A Penny For My Final Thought…
Well, I’ve finally reached the breaking point.
This weekend I found myself watching a cornhole tournament. I studied each player’s form, seeing if I could steal anything for my own backyard games. I was fixated on the telestrator—yes, I said telestrator—as the announcer analyzed potential strategic moves that could play out. I learned terms like four bagger, air mail, and double stack. And, boy, did they give a whole new meaning to putting it in the backdoor.
Then I snapped out of it, realized I was in too deep, and turned the channel to an episode of Two and a Half Men that I had seen 43 times.
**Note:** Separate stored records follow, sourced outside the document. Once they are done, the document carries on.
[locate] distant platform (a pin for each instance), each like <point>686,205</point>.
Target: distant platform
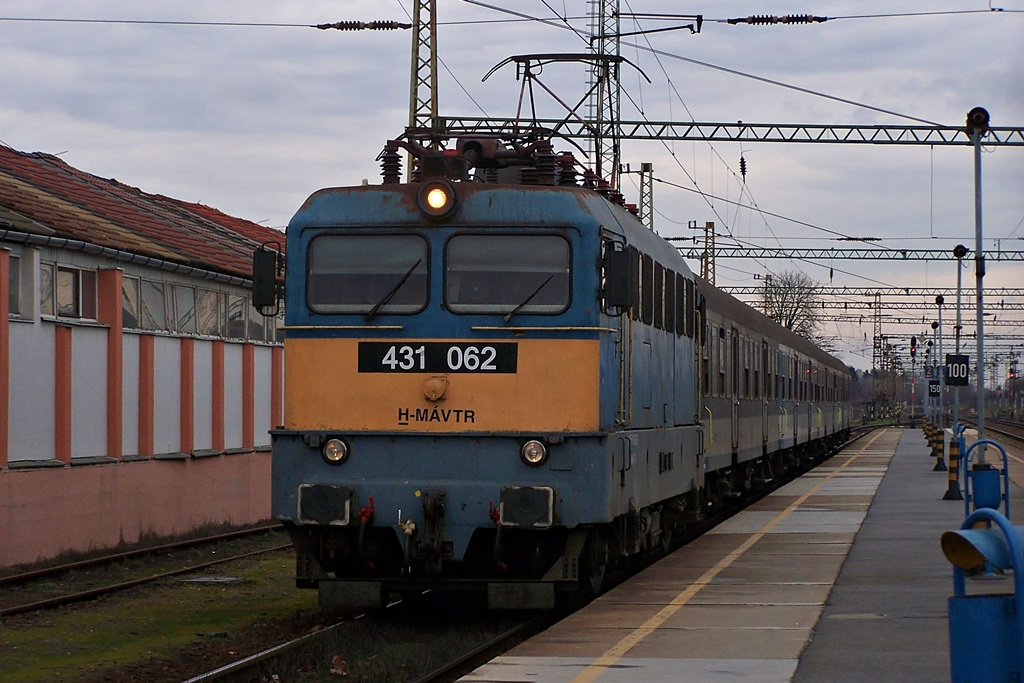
<point>836,577</point>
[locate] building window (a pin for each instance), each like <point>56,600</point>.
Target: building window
<point>236,307</point>
<point>14,283</point>
<point>208,313</point>
<point>66,292</point>
<point>153,306</point>
<point>129,302</point>
<point>184,306</point>
<point>257,325</point>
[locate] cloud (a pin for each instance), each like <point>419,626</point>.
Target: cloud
<point>251,120</point>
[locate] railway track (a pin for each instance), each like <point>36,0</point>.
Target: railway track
<point>312,649</point>
<point>471,649</point>
<point>28,582</point>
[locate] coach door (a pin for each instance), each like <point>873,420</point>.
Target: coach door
<point>734,386</point>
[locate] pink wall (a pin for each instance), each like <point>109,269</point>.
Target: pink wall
<point>48,511</point>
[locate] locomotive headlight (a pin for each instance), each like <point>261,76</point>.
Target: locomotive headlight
<point>534,453</point>
<point>436,199</point>
<point>335,452</point>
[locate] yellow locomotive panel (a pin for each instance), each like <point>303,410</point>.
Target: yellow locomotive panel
<point>554,388</point>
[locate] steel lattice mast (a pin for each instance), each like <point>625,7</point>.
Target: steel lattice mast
<point>602,110</point>
<point>423,83</point>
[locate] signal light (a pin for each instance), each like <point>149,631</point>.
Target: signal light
<point>436,199</point>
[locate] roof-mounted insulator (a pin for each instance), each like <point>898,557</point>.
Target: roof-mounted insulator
<point>390,164</point>
<point>365,26</point>
<point>787,18</point>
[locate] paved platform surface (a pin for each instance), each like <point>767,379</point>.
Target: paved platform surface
<point>836,577</point>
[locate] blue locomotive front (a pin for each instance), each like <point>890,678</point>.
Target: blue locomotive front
<point>454,394</point>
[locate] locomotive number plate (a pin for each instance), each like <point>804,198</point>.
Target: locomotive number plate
<point>500,357</point>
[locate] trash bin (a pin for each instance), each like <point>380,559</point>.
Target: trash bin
<point>985,631</point>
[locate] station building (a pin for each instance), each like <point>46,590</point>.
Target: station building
<point>137,382</point>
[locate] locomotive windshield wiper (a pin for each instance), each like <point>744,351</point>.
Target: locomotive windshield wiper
<point>394,290</point>
<point>527,299</point>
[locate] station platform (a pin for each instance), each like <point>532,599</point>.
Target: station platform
<point>836,577</point>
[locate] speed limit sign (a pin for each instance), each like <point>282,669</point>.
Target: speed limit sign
<point>957,370</point>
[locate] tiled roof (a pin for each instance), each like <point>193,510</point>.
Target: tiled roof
<point>41,194</point>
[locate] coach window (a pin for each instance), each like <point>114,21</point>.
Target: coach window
<point>647,290</point>
<point>722,359</point>
<point>366,273</point>
<point>507,273</point>
<point>14,284</point>
<point>658,296</point>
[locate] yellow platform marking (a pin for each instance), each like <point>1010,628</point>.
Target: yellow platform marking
<point>620,649</point>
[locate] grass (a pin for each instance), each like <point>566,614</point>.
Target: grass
<point>154,622</point>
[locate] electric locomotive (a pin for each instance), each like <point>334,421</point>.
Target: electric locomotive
<point>498,380</point>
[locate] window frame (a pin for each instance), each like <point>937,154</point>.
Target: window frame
<point>503,309</point>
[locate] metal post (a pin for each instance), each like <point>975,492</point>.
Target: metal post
<point>940,465</point>
<point>977,126</point>
<point>939,300</point>
<point>960,251</point>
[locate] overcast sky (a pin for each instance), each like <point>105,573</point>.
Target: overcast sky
<point>253,119</point>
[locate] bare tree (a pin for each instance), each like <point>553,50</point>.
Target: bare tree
<point>791,298</point>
I got through March Madness by doing some home improvement projects. I’m not good at them, so I’m not sure about the improvement. But they were projects, and they did fill my days.
The NFL was kind enough to put on its draft, so I didn’t really notice baseball not starting up. Since then I’ve done plenty of landscaping projects, and haven’t truly missed baseball.
Lately, though, I feel like I’m climbing the walls. I’m sick of the news. I’m really sick of politics. I’m sick of mean people. I’m sick of dumb people. Obviously that means I’m sick of social media. I’m sick of cooking. I’m sick of reorganizing things. I can only mow the grass so often!
SOMEONE GET ME SOME DAMN SPORTS TO WATCH, AND IT BETTER NOT BE ANY BACKYARD TYPE GAME!
I figured it out. I’m not just a sports fanatic. I’m an addict.
I need a fix.
No, I’ll make it. I’m going golfing today for the first time all year. I’m sure a few duck hooks and three putts will level me out.